A Barker sequence is a code or spreading sequence rather than a modulation scheme in its own right; its symbols are normally transmitted using binary phase modulation, with $+1$ and $-1$ represented by carrier phases differing by $\pi$ radians (180 degrees), that is, by binary phase-shift keying.

In wireless systems, spreading and synchronisation sequences are chosen for their autocorrelation properties, for low cross correlation with other sequences likely to interfere, and for their spectral characteristics. The legacy direct-sequence spread spectrum modes of IEEE 802.11b use the length-11 Barker sequence for the 1 and 2 Mbit/s data rates. With the sign convention used there, the aperiodic autocorrelation of that particular sequence takes the value +11 at zero shift and 0 or −1 at every other shift.

== Applications ==

=== Established applications ===
Barker sequences are used as synchronisation patterns in digital communication and telemetry systems: a correlator or matched filter detects the known pattern in the received bit stream and thereby establishes group, frame or symbol timing.

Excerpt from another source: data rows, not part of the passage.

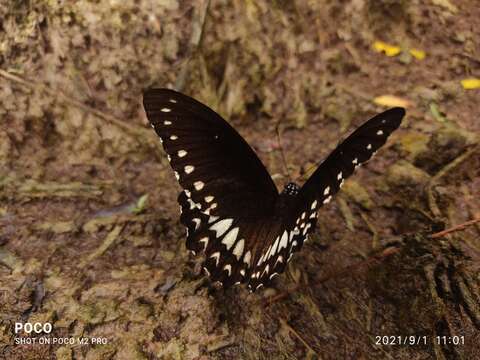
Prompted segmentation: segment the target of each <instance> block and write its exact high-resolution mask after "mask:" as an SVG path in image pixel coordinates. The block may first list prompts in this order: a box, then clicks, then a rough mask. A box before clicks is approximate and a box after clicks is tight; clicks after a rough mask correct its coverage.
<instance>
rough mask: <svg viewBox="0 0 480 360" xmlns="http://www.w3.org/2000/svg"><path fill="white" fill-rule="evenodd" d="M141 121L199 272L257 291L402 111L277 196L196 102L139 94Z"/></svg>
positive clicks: (303, 235)
mask: <svg viewBox="0 0 480 360" xmlns="http://www.w3.org/2000/svg"><path fill="white" fill-rule="evenodd" d="M144 107H145V110H146V113H147V117H148V119H149V121H150V123H151V125H152V127H153V128H154V129H155V131H156V133H157V135H158V136H159V137H160V140H161V142H162V145H163V148H164V149H165V151H166V153H167V156H168V159H169V161H170V165H171V166H172V168H173V170H174V174H175V177H176V178H177V180H178V181H179V184H180V186H181V187H182V188H183V191H182V192H181V193H180V195H179V197H178V202H179V204H180V207H181V216H180V221H181V223H182V224H183V225H185V227H186V228H187V242H186V245H187V248H188V249H189V250H190V251H192V252H193V253H195V254H198V253H200V252H203V253H204V254H205V261H204V264H203V269H204V271H205V273H206V274H207V275H209V276H210V278H211V280H212V281H218V282H220V283H221V284H223V286H225V287H229V286H231V285H234V284H242V283H243V284H246V285H247V286H248V288H249V289H250V290H252V291H255V290H256V289H258V288H259V287H261V286H263V285H268V284H269V283H270V282H271V281H272V279H273V277H274V276H275V275H277V274H280V273H282V272H283V271H284V270H285V267H286V265H287V263H288V261H289V260H290V258H291V256H292V255H293V254H294V253H295V252H297V251H299V250H300V249H301V247H302V245H303V243H304V242H305V241H306V239H307V237H308V235H309V234H310V233H311V232H312V231H313V230H314V228H315V225H316V222H317V211H318V209H319V207H320V206H322V205H324V204H327V203H328V202H330V200H331V199H332V197H333V195H334V194H335V193H336V192H337V191H338V190H339V189H340V187H341V186H342V184H343V182H344V180H345V179H346V178H347V177H348V176H350V175H351V174H352V173H353V171H354V170H355V168H357V167H358V166H360V165H361V164H362V163H364V162H366V161H367V160H368V159H370V157H371V156H372V155H373V154H374V153H375V152H376V151H377V150H378V148H380V147H381V146H382V145H383V144H384V143H385V141H386V139H387V137H388V136H389V135H390V134H391V133H392V132H393V131H394V130H395V129H397V128H398V126H399V125H400V122H401V120H402V118H403V116H404V113H405V112H404V110H403V109H401V108H394V109H390V110H387V111H386V112H384V113H382V114H379V115H377V116H375V117H374V118H372V119H371V120H369V121H367V122H366V123H365V124H363V125H362V126H360V127H359V128H358V129H357V130H356V131H355V132H353V133H352V134H351V135H350V136H349V137H348V138H347V139H346V140H345V141H343V142H342V143H341V144H340V145H339V146H338V147H337V148H336V149H335V150H334V151H333V152H332V153H331V154H330V155H329V156H328V157H327V158H326V159H325V160H324V161H323V162H322V163H321V164H320V166H319V167H318V168H317V170H316V171H315V172H314V173H313V175H312V176H311V177H310V178H309V179H308V180H307V182H306V183H305V184H304V185H303V186H302V187H299V186H298V185H296V184H295V183H289V184H287V185H286V186H285V188H284V189H283V191H282V192H281V193H280V194H279V193H278V191H277V188H276V186H275V184H274V183H273V181H272V178H271V177H270V175H269V174H268V171H267V170H266V168H265V167H264V165H263V164H262V162H261V161H260V160H259V158H258V157H257V156H256V154H255V153H254V152H253V150H252V149H251V148H250V146H249V145H248V144H247V142H246V141H245V140H244V139H243V138H242V137H241V136H240V135H239V134H238V133H237V132H236V131H235V130H234V129H233V128H232V127H231V126H230V125H229V124H228V123H227V122H226V121H225V120H223V119H222V117H221V116H220V115H218V114H217V113H215V112H214V111H213V110H211V109H210V108H208V107H207V106H205V105H203V104H201V103H200V102H198V101H196V100H194V99H192V98H190V97H188V96H186V95H183V94H181V93H178V92H175V91H173V90H168V89H152V90H148V91H147V92H145V94H144Z"/></svg>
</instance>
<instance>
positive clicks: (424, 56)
mask: <svg viewBox="0 0 480 360" xmlns="http://www.w3.org/2000/svg"><path fill="white" fill-rule="evenodd" d="M410 54H411V55H412V56H413V57H414V58H415V59H417V60H423V59H425V56H427V55H426V54H425V51H423V50H419V49H410Z"/></svg>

They are also used as short binary phase codes for pulse compression in radar and sonar. Because the aperiodic autocorrelation of a Barker sequence of length N has a peak of N and off-peak values of magnitude at most 1, matched filtering gives fine range resolution while keeping range sidelobes low.

In Wi-Fi, the length-11 Barker sequence was standardised for the direct-sequence 1 and 2 Mbit/s modes of IEEE 802.11b; the 5.5 and 11 Mbit/s modes use complementary code keying instead.

=== Other studied applications ===
Barker-coded excitation has been investigated for ultrasound imaging and for ultrasonic nondestructive testing, where coding the transmitted pulse improves the signal-to-noise ratio available at low drive voltages.

Barker sequences have also appeared in individual designs and experimental systems. Reported examples include a digital modulator and demodulator for RFID tags using direct-sequence spread spectrum with Barker coding, codes formed by concatenating Barker sequences with nonlinear feedback shift register sequences, a proposed scheme combining Barker codes with binary complements with the stated aim of improving the security of spread-spectrum transmissions, and joint radar-and-communication waveforms studied for automotive and intelligent transport use. These are particular implementations or research proposals; they do not by themselves establish widespread deployment.